Hancock himself called the brew of pomposity and humiliation the programmes created "Ancockism" and, in as much as it was inextricably connected with his name, that seems reasonable. But there is a good case for arguing that it would be more accurate to describe it as Galton and Simpsonism. The two scriptwriters wrote virtually every word Hancock uttered on radio and television between 1952 and 1961, and it was they who finally brought off the innovation of a star vehicle without interruptions from musical guests and without thumping punchlines. (Those who think Jerry Seinfeld invented the idea of a sit-com in which nothing happens should take a look at early Hancock's Half Hour - a highly successful performer playing himself as a less successful one, an establishment of strange sidekicks and friends, a willingness to build an entire programme without any plot at all.) This achievement depended on the canny overlap between Hancock's character and that of Anthony St John Aloysius, the distorted Doppelganger who appeared on screen.

When, a few years ago, Paul Merton attempted to remake some of the Hancock classics, the result was a failure - in part because the comic persona of a notable improviser seemed hemmed in and cramped by the scripts. Merton is never better than when he is ad-libbing but Hancock rarely strayed far from the reassuring guide-rope of the printed lines, and these lines were perfectly placed for his natural reach. If you aspire to artistry, however, artifice must play some conspicuous part in your achievement, and towards the end of his career almost everything conspired to remind Hancock that his gift was instinctive; not the result of labour or mental calculation but as divorced from any sense of achieved merit as the shape of his face. His first takes were almost always his best, as though conscious effort could do nothing to his performance but deplete it. His anxiety about learning lines, always a problem, grew until he was obliged to use telly-prompters or idiot boards, a concrete reminder that he was dependent on other people's lines (Hancock aficionados will point out, with the faint superiority of the true connoisseur, that the "Blood Donor" episode was actually marred by Hancock's reliance on off-screen cues, which gave his performance a slightly stiff and distracted quality).

Worst of all, his attempt to separate his achievement from that of his scriptwriters proved a darker truth. While they elaborated "Ancockism" into the subtler pathos of Harold Steptoe, in another hugely successful series, Hancock himself worked on increasingly unsatisfactory projects. The unavoidable conclusion was that they could do without him, but that he might not be able to do without them.

If you want to understand Hancock's tragedy, one way is to imagine that Richard Wilson is actually called Victor Meldrew and has nothing else but that maddeningly popular catchphrase, tightening round his personality until it squeezes the life out of him.

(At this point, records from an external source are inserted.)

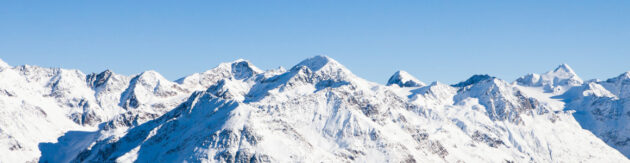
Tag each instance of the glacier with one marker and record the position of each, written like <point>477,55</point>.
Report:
<point>316,111</point>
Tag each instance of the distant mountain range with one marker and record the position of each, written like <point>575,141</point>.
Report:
<point>316,111</point>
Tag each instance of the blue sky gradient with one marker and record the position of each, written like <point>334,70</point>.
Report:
<point>447,41</point>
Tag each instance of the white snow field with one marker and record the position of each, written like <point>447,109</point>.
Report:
<point>316,111</point>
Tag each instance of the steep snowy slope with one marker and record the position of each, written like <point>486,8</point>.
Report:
<point>320,111</point>
<point>40,104</point>
<point>404,79</point>
<point>556,81</point>
<point>603,108</point>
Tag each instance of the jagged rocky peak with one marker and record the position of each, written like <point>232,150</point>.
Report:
<point>563,75</point>
<point>96,80</point>
<point>319,62</point>
<point>564,69</point>
<point>241,68</point>
<point>4,64</point>
<point>404,79</point>
<point>473,80</point>
<point>623,77</point>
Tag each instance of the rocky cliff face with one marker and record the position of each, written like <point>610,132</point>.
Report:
<point>316,111</point>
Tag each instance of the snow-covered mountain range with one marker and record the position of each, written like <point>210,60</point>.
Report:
<point>316,111</point>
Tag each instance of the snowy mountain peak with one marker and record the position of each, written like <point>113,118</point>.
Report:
<point>553,81</point>
<point>622,77</point>
<point>4,64</point>
<point>318,62</point>
<point>239,69</point>
<point>564,68</point>
<point>96,80</point>
<point>473,80</point>
<point>404,79</point>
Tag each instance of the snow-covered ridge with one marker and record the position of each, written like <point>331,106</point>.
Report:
<point>404,79</point>
<point>316,111</point>
<point>555,81</point>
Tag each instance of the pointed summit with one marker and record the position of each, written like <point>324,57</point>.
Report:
<point>564,68</point>
<point>242,69</point>
<point>473,80</point>
<point>239,69</point>
<point>318,62</point>
<point>404,79</point>
<point>552,81</point>
<point>4,64</point>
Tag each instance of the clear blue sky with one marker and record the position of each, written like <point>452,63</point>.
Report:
<point>433,40</point>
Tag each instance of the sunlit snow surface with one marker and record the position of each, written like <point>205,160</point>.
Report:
<point>317,111</point>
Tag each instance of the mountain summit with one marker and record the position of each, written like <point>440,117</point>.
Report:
<point>555,81</point>
<point>404,79</point>
<point>317,111</point>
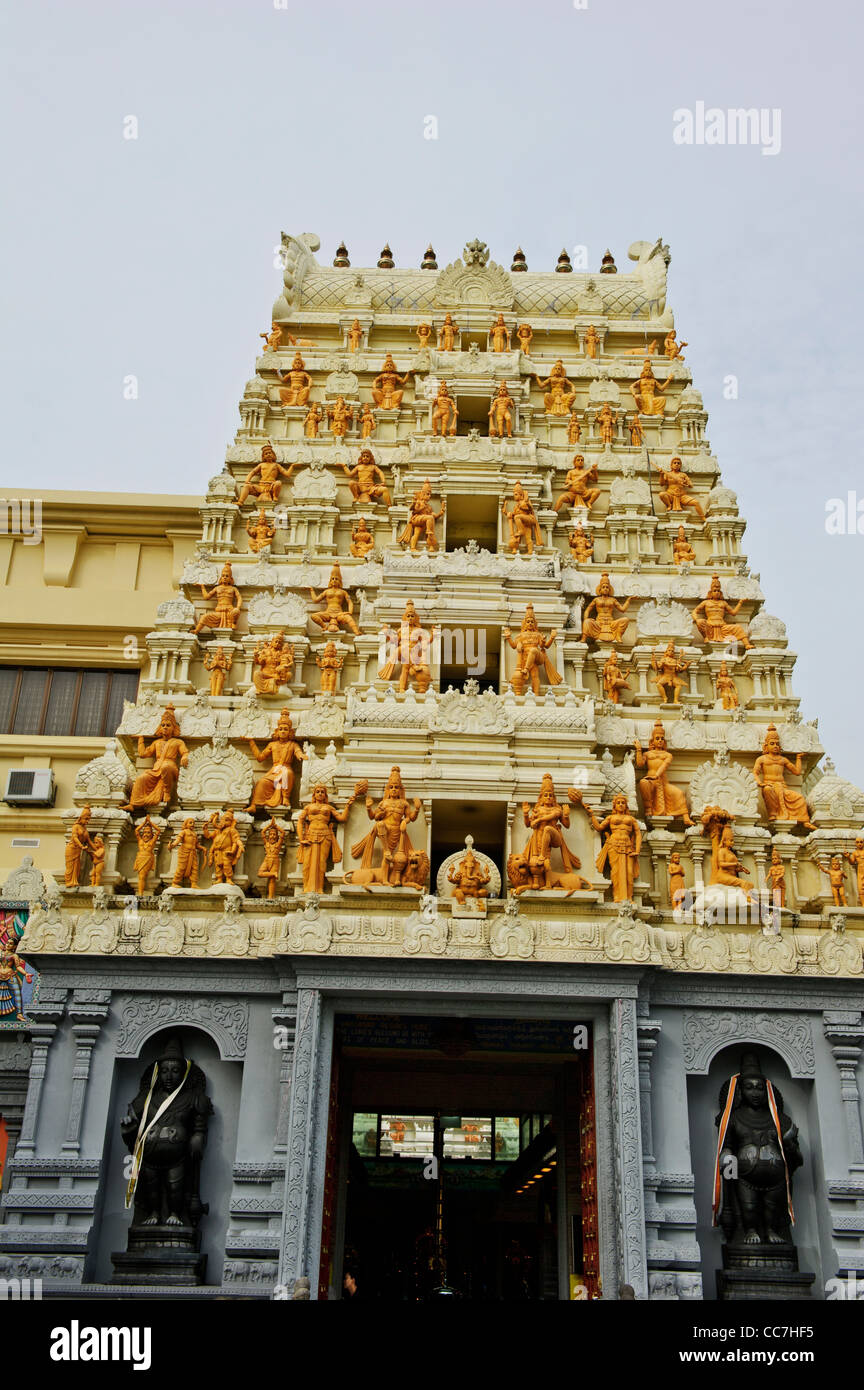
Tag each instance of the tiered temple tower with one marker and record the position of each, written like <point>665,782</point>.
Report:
<point>468,694</point>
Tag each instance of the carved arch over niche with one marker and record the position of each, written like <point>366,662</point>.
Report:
<point>224,1020</point>
<point>707,1032</point>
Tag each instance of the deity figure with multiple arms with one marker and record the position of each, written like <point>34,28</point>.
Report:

Hancock certainly felt the constricting grip of his best-known lines; going on stage in Australia towards the end of his life, he first told the audience what he wouldn't do - "I shall not be rushing on here shouting `stone me' and `fetch him a punch up the bracket'. There will be no mention of an armful of blood." Wilson has what Hancock didn't - an identity separate from his most famous character, a life of achievement in which he is not Victor.

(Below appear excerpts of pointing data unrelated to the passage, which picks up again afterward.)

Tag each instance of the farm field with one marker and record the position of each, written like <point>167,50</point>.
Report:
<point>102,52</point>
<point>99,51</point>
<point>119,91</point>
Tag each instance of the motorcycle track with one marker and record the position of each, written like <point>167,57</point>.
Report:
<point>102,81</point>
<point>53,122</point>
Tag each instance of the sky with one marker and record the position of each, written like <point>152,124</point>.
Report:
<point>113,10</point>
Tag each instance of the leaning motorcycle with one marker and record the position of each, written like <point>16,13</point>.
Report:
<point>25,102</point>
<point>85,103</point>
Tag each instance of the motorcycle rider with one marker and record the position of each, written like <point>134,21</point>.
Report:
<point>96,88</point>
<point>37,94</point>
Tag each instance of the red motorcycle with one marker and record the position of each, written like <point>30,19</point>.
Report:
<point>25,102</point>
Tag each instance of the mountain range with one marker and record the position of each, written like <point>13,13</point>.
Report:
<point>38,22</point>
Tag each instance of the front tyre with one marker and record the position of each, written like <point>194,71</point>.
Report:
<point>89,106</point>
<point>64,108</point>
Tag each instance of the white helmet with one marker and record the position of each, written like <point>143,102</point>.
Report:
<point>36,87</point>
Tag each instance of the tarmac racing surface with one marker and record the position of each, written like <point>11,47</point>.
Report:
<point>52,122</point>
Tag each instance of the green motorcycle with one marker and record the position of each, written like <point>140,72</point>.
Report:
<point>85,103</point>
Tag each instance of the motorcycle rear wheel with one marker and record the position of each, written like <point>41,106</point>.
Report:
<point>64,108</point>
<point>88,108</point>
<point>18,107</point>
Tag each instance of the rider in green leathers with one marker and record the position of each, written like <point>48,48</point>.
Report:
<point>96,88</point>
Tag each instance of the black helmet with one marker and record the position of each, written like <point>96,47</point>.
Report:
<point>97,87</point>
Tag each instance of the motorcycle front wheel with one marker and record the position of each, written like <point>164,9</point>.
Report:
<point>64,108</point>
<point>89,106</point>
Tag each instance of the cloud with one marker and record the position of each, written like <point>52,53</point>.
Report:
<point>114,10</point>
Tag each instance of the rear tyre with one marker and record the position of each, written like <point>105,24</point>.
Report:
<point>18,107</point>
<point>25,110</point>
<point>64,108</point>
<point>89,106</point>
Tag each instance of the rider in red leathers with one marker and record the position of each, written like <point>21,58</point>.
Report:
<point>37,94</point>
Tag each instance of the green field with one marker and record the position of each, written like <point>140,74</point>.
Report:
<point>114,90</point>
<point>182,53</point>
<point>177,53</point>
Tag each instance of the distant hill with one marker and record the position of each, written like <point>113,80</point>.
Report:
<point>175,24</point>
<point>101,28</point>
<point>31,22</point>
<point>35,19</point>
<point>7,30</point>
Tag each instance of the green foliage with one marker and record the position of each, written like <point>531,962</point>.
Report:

Early in his career Hancock made a brave move - leaving a successful radio series, Educating Archie, because he didn't want to be typecast as a puppet's sidekick. He also claimed to have been made uneasy by the sight of his wooden co-star hanging on the dressing-room door, an image which gave him nightmares. Conventionally, people are spooked by the lifelikeness of ventriloquists' dummies, by the possibility that they will assume a malign autonomy. In Hancock's case I wonder whether the terror wasn't quite different: the dread of a man who fears that without others to make words for him and animate his features, he will be left powerless.